The data has the following :
model = Sequential()
model.add(ZeroPadding2D((1, 1), input_shape=(3, img_width, img_height))) model.add(Convolution2D(64, 3, 3, activation='relu', name='conv1_1')) model.add(ZeroPadding2D((1, 1)))
model.add(Convolution2D(64, 3, 3, activation='relu', name='conv1_2'))
model.add(MaxPooling2D((2, 2), strides=(2, 2)))
model.add(ZeroPadding2D((1, 1)))
model.add(Convolution2D(128, 3, 3, activation='relu', name='conv2_1')) model.add(ZeroPadding2D((1, 1)))
model.add(Convolution2D(128, 3, 3, activation='relu', name='conv2_2'))
model.add(MaxPooling2D((2, 2), strides=(2, 2)))
model.add(ZeroPadding2D((1, 1)))
model.add(Convolution2D(256, 3, 3, activation='relu', name='conv3_1')) model.add(ZeroPadding2D((1, 1)))
model.add(Convolution2D(256, 3, 3, activation='relu', name='conv3_2'))
model.add(ZeroPadding2D((1, 1)))
model.add(Convolution2D(256, 3, 3, activation='relu', name='conv3_3')) model.add(MaxPooling2D((2, 2), strides=(2, 2)))
model.add(ZeroPadding2D((1, 1)))
model.add(Convolution2D(512, 3, 3, activation='relu', name='conv4_1')) model.add(ZeroPadding2D((1, 1)))
model.add(Convolution2D(512, 3, 3, activation='relu', name='conv4_2'))
model.add(ZeroPadding2D((1, 1)))
model.add(Convolution2D(512, 3, 3, activation='relu', name='conv4_3')) model.add(MaxPooling2D((2, 2), strides=(2, 2)))
model.add(ZeroPadding2D((1, 1)))
model.add(Convolution2D(512, 3, 3, activation='relu', name='conv5_1')) model.add(ZeroPadding2D((1, 1)))
model.add(Convolution2D(512, 3, 3, activation='relu', name='conv5_2'))

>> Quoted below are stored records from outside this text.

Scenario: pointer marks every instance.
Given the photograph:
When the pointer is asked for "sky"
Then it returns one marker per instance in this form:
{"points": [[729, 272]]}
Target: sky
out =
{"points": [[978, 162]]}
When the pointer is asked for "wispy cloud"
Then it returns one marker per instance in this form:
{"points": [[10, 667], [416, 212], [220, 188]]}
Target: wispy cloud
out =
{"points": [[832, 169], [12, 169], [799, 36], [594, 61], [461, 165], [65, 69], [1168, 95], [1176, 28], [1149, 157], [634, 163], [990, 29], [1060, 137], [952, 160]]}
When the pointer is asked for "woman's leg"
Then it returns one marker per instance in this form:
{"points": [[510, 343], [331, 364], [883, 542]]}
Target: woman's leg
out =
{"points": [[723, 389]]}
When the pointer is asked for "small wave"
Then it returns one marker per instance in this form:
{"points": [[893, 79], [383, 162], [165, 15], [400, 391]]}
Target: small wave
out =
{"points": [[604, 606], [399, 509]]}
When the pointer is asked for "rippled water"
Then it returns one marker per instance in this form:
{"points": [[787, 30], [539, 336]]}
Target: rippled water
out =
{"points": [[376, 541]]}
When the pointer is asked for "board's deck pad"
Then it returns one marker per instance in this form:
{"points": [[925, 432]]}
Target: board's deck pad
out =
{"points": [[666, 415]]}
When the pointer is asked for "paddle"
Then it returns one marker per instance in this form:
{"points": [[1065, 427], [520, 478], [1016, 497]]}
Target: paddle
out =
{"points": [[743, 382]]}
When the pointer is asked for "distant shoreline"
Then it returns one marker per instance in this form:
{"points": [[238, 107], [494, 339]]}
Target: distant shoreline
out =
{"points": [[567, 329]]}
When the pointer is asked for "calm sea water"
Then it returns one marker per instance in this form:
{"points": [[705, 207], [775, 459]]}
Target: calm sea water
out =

model.add(ZeroPadding2D((1, 1)))
model.add(Convolution2D(512, 3, 3, activation='relu', name='conv5_3')) model.add(MaxPooling2D((2, 2), strides=(2, 2)))
model.add(Flatten())
model.add(Dense(4096, activation='relu'))
model.add(Dropout(0.5))
model.add(Dense(4096, activation='relu'))
model.add(Dropout(0.5))
model.add(Dense(1000, activation='softmax'))
sgd = SGD(lr=0.1, decay=1e-6, momentum=0.9, nesterov=True)
model.compile(optimizer=sgd, loss='categorical_crossentropy')
train_datagen = ImageDataGenerator(
rescale=1./255,
shear_range=0.2,
zoom_range=0.2,
horizontal_flip=True)
test_datagen = ImageDataGenerator(rescale=1./255)
train_generator = train_datagen.flow_from_directory(
train_data_dir,
target_size=(img_width, img_height),
batch_size=32)
validation_generator = test_datagen.flow_from_directory(
validation_data_dir,
target_size=(img_width, img_height),
batch_size=32)
model.fit_generator(
train_generator,
samples_per_epoch=2000,
nb_epoch=1,
verbose=1,
validation_data=validation_generator,
nb_val_samples=800)
json_string = model.to_json()
open('my_model_architecture.json','w').write(json_string)
model.save_weights('Second_try.h5')
I got an error:
Exception: Error when checking model target: expected dense_3 to have
shape (None, 32) but got array with shape (32, 2)
How do I change Dense to make it work?
I have 10 species,
I have solved the problem by
changing:
model.add(Dense(1000, activation='softmax'))
to:
model.add(Dense(10, activation='softmax'))
then it works.
Here instead of 1000 you should have the total number of classes because it's the output layer.
model.add(Dense(1000, activation='softmax'))
Also shape of labels (or Y_train/Y_test) should be (total number of classes, total number records).
This helped me resolve similar kind of error.